Adonis Stevenson a attiré les foules hier pour sa première visite en Haïti depuis qu'il a quitté le pays avec sa famille en 1982. Le champion de boxe était particulièrement attendu à Carrefour, sa ville natale, où il a assisté à un match amical dans l'immense centre sportif de cette banlieue sud de Port-au-Prince.

Quelques minutes avant l'arrivée du boxeur, des jeunes filles mettent la dernières touches aux banderoles rouges marquées au stylo feutre: «Bienvenue Adonis». Le scintillement des confettis qui y sont accolés illumine la table.

«On l'aime parce que c'est un Haïtien, comme nous», explique à La Presse Julie Jean, membre du comité d'accueil, elle-même couverte de ces confettis brillants, un pot de colle à la main. «Il n'a pas oublié son pays.»

Devant des dizaines de jeunes enthousiastes, l'invité d'honneur de l'événement est apparu portant ses ceintures victorieuses à l'épaule et dans les bras, au grand plaisir de la foule.
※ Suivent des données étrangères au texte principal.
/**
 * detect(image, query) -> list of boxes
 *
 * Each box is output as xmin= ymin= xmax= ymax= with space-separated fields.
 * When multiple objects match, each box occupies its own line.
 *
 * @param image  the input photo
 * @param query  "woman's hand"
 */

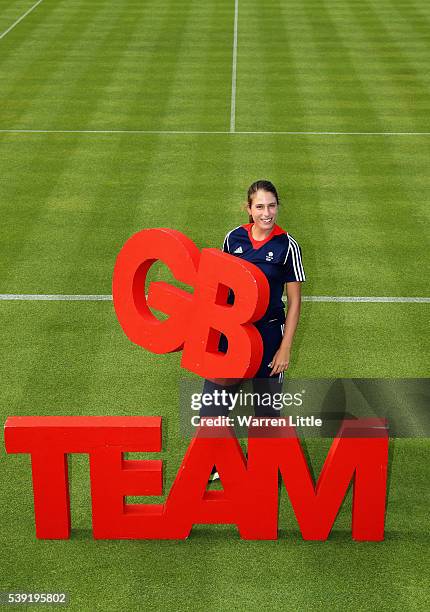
xmin=269 ymin=346 xmax=291 ymax=376
xmin=268 ymin=281 xmax=301 ymax=377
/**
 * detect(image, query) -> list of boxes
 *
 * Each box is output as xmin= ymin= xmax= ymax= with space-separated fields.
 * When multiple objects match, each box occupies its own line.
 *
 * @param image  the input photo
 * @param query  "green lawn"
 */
xmin=0 ymin=1 xmax=429 ymax=610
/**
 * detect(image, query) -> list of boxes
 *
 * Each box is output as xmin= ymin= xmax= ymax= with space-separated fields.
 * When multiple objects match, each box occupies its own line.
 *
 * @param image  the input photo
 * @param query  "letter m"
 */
xmin=241 ymin=420 xmax=388 ymax=541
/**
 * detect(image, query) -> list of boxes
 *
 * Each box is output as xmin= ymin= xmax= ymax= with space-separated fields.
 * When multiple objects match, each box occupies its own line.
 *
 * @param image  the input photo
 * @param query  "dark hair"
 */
xmin=246 ymin=180 xmax=280 ymax=223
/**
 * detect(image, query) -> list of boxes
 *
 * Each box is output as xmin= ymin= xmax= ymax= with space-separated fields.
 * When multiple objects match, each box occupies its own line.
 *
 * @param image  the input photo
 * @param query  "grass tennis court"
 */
xmin=0 ymin=0 xmax=429 ymax=610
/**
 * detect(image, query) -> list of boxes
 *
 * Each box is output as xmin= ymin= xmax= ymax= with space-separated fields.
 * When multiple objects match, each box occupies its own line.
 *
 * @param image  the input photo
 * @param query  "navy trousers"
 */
xmin=200 ymin=317 xmax=285 ymax=418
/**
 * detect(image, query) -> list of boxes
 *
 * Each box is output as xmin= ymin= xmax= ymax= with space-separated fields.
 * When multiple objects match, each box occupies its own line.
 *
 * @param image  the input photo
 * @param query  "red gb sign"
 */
xmin=112 ymin=228 xmax=270 ymax=378
xmin=4 ymin=416 xmax=388 ymax=541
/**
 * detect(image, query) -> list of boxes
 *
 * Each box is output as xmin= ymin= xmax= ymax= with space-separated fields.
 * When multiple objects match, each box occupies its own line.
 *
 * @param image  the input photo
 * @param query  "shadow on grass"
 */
xmin=69 ymin=525 xmax=428 ymax=546
xmin=386 ymin=436 xmax=396 ymax=503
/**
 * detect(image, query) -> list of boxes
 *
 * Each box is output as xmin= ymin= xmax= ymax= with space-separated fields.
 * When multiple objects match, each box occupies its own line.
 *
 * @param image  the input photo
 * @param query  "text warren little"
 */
xmin=193 ymin=416 xmax=323 ymax=427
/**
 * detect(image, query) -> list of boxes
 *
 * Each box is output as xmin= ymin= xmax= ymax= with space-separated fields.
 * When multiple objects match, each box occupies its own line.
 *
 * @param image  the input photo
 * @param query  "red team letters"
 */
xmin=4 ymin=229 xmax=388 ymax=540
xmin=4 ymin=416 xmax=387 ymax=541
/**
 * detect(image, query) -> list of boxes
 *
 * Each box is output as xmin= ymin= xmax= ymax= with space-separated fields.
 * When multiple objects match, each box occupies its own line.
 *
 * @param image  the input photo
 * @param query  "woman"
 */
xmin=223 ymin=179 xmax=305 ymax=380
xmin=200 ymin=179 xmax=305 ymax=477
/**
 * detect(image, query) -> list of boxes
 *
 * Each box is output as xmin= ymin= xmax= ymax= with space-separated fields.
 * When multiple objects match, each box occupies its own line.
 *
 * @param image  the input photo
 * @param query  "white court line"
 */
xmin=230 ymin=0 xmax=239 ymax=133
xmin=300 ymin=296 xmax=430 ymax=303
xmin=0 ymin=294 xmax=113 ymax=301
xmin=0 ymin=129 xmax=231 ymax=135
xmin=0 ymin=0 xmax=44 ymax=41
xmin=0 ymin=294 xmax=428 ymax=303
xmin=1 ymin=129 xmax=430 ymax=136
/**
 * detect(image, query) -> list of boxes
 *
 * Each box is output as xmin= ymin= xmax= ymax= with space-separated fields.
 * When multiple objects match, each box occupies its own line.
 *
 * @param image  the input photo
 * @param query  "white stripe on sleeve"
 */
xmin=288 ymin=235 xmax=306 ymax=281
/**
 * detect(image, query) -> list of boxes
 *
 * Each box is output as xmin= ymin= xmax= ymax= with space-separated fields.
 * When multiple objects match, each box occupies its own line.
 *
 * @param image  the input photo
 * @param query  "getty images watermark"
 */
xmin=179 ymin=378 xmax=430 ymax=438
xmin=189 ymin=387 xmax=322 ymax=429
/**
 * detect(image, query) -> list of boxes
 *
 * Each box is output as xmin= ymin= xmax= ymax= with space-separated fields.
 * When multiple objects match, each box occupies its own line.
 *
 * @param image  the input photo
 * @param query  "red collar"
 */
xmin=243 ymin=223 xmax=287 ymax=249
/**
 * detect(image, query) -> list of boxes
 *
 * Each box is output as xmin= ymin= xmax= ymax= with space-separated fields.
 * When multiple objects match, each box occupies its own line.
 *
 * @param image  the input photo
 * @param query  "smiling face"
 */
xmin=247 ymin=189 xmax=279 ymax=233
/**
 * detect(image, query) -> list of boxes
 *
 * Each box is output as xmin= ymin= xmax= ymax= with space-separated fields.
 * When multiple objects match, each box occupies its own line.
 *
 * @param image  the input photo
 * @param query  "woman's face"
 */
xmin=247 ymin=189 xmax=279 ymax=233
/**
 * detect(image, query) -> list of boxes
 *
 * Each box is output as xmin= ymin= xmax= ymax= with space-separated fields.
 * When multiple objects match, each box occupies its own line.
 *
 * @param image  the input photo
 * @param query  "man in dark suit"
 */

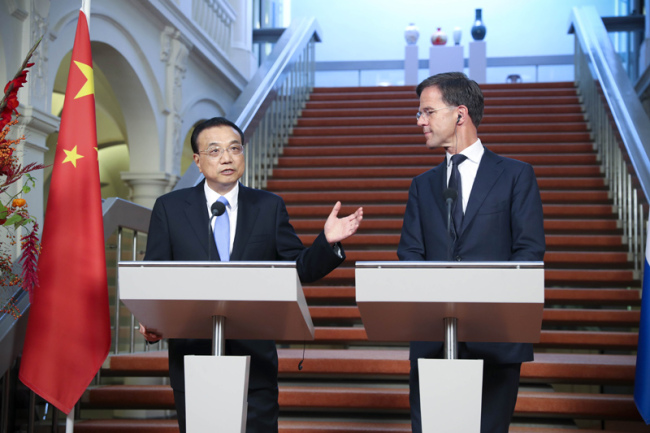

Avant le discours de circonstance, il se dirige sur le plancher du grand amphithéâtre pour exécuter un réchauffement avec les jeunes recrues venues se battre.

«Je suis surpris de voir qu'ils semblent très bien organisés, raconte à La Presse Adonis Stevenson avant la compétition amicale.

«Le ring est très beau, l'équipement magnifique. Je sens qu'il y a du talent. Avec du travail, on pourra sortir avec beaucoup de champions.»

Toute la journée, le boxeur de 36 ans semblait fébrile, ses yeux enregistrant tout sur son passage. Il a rencontré dans cette journée une population très chaleureuse, explique-t-il.

«Je ne connaissais rien d'Haïti et mes parents m'ont toujours parlé négativement de ce pays: dangereux, grande criminalité, etc. "Va pas là, c'est pas bon", me disaient-ils. Mais je tenais à partager mes victoires avec la communauté qui m'a vue naître.»

Entretenir le rêve

En plus de découvrir ses origines, Adonis est débarqué avec une idée en tête. Il veut permettre aux jeunes de rêver grand, même si parfois la vie est semée d'embuches.

«Je voudrais ouvrir les horizons de mes compatriotes pour qu'ils comprennent qu'avec de l'effort, rien n'est impossible, même un championnat du monde!»

Le message semble avoir été entendu par Jean-Bernard Bélizaire qui pratique la boxe depuis cinq ans.

«Avec le succès de boxeurs comme Adonis, raconte-t-il, il est envisageable d'envisager un championnat, même si on est issu d'une famille sans trop de moyens.»

Ce jeune de 22 ans fait partie de la trentaine de boxeurs amateurs de Cité Soleil qui ont accueilli le champion de WBC à son arrivée à l'aéroport. Plus de 500 jeunes pratiquent la boxe dans des clubs de Cité Soleil, selon la Fédération haïtienne de boxe amateur.

«L'Argentine a Messi comme modèle, nous avons maintenant Adonis», affirme l'un des dirigeants de cette fédération, Salomon Medina, qui les accompagnait.

«La boxe permet de sortir les jeunes de la rue et du pessimisme. Il permet aussi d'inculquer une certaine discipline», ajoute-t-il.

Adonis songe maintenant de disputer un premier combat en Haïti. «Je rêve d'amener HBO ici», lance-t-il. L'ambition est grande, les réseaux de télévision étrangers sont généralement frileux avec les projets d'envergure en Haïti, mais tout commence par un rêve, se plait à rappeler Adonis.